7 - CONVECTION FROM HEATED SURFACES

Summary

The problems which arise when the buoyancy sources are distributed over a surface, rather than being localized, are rather different from those treated in the previous chapter. Often the temperature difference between the fluid and the surface or between two surfaces is now specified, and the heat flux is not given but is a derived quantity which it is desired to predict. Attention is shifted from the individual elements to the properties of the mean flow and buoyancy fields, since it is not clear at the outset what form the buoyant motions will take. As we shall see later in this chapter, however, the details of the observed flows can only be properly understood if we again consider the buoyant elements explicitly and try to understand how their form and scale is determined by the boundary conditions (which in many cases are nominally uniform over the solid surface).
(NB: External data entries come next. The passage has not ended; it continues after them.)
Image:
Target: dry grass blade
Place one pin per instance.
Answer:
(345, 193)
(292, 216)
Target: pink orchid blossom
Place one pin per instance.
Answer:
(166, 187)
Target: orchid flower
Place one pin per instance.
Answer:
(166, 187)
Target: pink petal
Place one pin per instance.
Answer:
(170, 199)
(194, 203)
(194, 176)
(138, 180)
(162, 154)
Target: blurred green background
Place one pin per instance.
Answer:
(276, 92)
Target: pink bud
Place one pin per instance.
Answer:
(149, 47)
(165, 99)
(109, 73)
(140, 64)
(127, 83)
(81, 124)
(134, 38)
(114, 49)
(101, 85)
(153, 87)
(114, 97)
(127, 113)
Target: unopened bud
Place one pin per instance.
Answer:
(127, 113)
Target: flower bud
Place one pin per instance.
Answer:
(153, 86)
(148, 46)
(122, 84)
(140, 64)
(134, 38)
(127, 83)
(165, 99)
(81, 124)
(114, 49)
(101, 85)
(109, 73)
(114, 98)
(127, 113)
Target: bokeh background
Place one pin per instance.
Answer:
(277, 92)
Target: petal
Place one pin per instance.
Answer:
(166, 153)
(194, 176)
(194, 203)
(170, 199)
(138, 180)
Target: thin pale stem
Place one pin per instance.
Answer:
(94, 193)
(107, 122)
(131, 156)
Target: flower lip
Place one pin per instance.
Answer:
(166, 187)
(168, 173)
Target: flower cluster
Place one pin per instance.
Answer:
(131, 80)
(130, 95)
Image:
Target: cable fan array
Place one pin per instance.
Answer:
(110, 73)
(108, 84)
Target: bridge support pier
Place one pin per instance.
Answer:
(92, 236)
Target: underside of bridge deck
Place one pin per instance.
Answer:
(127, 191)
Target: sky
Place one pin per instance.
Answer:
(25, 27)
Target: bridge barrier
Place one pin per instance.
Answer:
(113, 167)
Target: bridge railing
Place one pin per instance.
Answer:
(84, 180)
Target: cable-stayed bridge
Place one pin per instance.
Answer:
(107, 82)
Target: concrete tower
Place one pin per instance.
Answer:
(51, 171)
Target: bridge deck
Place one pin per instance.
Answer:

There is also the new feature of stability to be discussed here. A point source of buoyancy in an otherwise unconstrained perfect fluid always gives rise to convective motions above or below it, with an associated production of vorticity, and the same is true of a horizontal interface with the lighter fluid below (see §1.2). In a real fluid, however, the criterion based on (1.2.1) is no longer sufficient to determine whether a horizontal layer of fluid is gravitationally unstable or not; even when the fluid is lighter below, molecular viscosity and diffusion can act to damp out small disturbances, so that no overturning occurs.